Monday, 23 September 2013

The Halfway House


This is the tale of the halfway house, the state of being 'in limbo,' and a most welcome ending. I have lived recent months here at the halfway house, in this here village, somewhere between life and death. I didn't know what would happen next, but now I am enlightened in that regard. Now I know where I will go to from here. In limbo, this place, where I was craving some magnificent escape from. I didn't think I had it in me, at times, but Lord I tried, oh, how I tried. I had to question why such a neverending struggle. Few answers show themselves, and I weary of waiting for them also to seek me out. They rarely ever do.

Life is made up of stages and eras, and it is what we do with them, how well we cope, how they subsequently affect us. Sometimes we break and crumble and at others we stand tall and fight and take it on the chin. The safety net that catches you, the falling through the blue into lightness. Envelope me with your tenderness, save me from here, save me from my thoughts. The battle ends eventually, the fragments of images of people and memories will remain. Those who still stand and move into the light, well, soldiers of love are they.

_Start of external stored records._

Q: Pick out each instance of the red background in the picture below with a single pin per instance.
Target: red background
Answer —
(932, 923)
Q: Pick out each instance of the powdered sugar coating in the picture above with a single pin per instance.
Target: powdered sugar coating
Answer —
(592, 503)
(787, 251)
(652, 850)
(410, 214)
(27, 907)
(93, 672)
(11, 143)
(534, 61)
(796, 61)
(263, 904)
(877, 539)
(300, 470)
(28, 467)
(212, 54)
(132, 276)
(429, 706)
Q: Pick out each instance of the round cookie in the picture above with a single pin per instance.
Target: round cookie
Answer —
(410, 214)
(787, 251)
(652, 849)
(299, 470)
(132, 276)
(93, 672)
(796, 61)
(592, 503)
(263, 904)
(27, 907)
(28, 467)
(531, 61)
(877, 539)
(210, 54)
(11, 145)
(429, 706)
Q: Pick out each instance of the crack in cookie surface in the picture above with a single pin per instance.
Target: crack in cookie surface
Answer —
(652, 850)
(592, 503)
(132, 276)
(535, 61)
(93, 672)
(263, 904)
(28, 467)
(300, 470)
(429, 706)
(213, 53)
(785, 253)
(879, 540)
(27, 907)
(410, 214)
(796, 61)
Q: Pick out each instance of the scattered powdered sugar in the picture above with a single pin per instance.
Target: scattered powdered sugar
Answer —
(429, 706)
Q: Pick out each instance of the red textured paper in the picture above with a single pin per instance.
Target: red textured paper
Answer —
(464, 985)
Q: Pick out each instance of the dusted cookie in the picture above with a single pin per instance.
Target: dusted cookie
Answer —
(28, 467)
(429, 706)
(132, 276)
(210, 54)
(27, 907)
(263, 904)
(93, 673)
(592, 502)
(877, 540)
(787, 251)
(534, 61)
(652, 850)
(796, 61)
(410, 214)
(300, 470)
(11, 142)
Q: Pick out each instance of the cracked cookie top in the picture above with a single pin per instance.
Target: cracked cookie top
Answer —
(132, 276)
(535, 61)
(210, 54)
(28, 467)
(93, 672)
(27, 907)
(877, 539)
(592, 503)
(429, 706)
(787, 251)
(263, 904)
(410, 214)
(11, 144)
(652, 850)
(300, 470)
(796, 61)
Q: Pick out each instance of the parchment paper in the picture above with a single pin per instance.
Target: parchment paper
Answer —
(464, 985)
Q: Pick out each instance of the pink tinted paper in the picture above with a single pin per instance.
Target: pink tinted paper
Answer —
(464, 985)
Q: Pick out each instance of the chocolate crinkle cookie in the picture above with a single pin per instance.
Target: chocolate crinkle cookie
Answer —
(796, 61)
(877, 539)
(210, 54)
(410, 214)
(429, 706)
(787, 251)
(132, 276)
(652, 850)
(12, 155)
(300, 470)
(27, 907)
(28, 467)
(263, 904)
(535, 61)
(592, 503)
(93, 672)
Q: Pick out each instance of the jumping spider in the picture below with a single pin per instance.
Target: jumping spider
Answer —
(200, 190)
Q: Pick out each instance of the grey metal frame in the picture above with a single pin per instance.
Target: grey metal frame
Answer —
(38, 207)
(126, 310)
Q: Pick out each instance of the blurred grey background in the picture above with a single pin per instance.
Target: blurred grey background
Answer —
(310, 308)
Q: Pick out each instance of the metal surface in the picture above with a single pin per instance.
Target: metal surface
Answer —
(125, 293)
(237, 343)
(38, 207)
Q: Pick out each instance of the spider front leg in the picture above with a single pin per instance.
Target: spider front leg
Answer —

I shall leave the halfway house behind, like so many other buildings of my past. Something else is waiting now, and who knows what. The beauty of the days is that we never really know what lies ahead. It is adventure, challenge, magic. All we can do is be the best that we can, and tirelessly face the truth. Every step brings us a little closer to death, but also a little closer to harmony, to heaven, to everlasting peace.